Senator Telena C. Nelson
Calvo urged agency representatives to join the ongoing legislative discussion on Wednesday.
Meanwhile, in yet another press release, Governor Calvo requested that his legal team and fiscal advisors initiate a 32-hour work week, effective Tuesday, Mar. 6.
"After days of session, multiple SES meetings, public hearings, and committees of the whole, the Legislature has failed to take any meaningful action brought on by federal tax cuts or to address the financial shortfalls at GMH. “While I appreciate the work of senators, they have taken too long and time has run out. I have no choice now but to take immediate and meaningful action,” Governor Eddie Calvo said. “Payless paydays are on the horizon and we need to cut costs now.”

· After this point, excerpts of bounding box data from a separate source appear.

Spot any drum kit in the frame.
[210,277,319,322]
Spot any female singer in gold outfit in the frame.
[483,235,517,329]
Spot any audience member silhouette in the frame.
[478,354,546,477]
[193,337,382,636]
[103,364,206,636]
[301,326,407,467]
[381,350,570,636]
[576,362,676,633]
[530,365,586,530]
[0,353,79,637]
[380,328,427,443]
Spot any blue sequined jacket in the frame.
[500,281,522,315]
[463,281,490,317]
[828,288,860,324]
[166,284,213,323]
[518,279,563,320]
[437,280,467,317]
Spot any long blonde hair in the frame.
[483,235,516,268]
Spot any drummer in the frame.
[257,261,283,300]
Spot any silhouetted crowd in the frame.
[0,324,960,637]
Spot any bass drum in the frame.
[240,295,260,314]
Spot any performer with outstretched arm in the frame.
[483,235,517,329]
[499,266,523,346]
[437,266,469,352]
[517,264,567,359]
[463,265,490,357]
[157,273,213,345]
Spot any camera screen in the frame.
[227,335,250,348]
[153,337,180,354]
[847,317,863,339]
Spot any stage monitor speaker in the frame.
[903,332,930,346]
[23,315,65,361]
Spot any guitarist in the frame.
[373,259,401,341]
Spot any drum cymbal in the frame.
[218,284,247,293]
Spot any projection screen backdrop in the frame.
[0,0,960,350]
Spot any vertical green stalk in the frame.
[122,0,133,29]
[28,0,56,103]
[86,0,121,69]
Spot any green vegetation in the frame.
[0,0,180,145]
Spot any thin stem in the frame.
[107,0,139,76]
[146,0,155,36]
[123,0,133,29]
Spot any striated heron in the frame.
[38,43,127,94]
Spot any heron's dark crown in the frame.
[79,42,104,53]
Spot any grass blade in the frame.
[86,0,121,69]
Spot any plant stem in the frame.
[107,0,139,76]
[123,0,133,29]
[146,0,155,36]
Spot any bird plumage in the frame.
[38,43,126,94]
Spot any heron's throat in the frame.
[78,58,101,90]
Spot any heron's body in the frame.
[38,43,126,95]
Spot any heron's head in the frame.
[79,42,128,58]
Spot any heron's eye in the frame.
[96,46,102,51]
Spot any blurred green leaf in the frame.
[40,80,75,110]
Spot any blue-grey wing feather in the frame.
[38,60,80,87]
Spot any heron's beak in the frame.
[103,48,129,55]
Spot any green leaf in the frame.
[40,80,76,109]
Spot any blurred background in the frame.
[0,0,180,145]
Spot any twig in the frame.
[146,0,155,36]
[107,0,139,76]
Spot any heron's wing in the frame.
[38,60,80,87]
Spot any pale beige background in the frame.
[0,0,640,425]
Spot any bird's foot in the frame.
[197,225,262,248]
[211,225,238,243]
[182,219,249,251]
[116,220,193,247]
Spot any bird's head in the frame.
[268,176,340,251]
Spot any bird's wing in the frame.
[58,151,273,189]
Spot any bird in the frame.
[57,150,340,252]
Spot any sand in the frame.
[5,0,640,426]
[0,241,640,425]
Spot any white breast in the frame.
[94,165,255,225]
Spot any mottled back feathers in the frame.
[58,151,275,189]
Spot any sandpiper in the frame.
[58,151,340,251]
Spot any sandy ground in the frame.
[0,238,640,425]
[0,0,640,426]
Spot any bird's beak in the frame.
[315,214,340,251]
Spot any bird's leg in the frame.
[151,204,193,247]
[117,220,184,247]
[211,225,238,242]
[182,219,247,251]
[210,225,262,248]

The Governor said he was hopeful that the senators would have acted on one of his two bills by now, or passed an alternative solution. No successful amendments or compromises have been passed, and the Legislature recessed until 8 a.m. Wednesday. It is unfortunate, as this will cause pain and financial hardship on thousands of working families, affect business sales, and bleed into the economy.
The Governor said he will refrain from traveling for business and is calling on all senators to do the same until a solution is passed to address the fiscal crisis. “As with past cuts, my administration at Adelup will lead by example and take the cut along with the thousands of government employees” Calvo said. To date the Governor has proffered two bills in the last month to address the fiscal crisis. The Legislature has yet to put a proposal forward. Addressing the fiscal issues before us requires a legislative action. The Administration is requesting those affected to call their senators."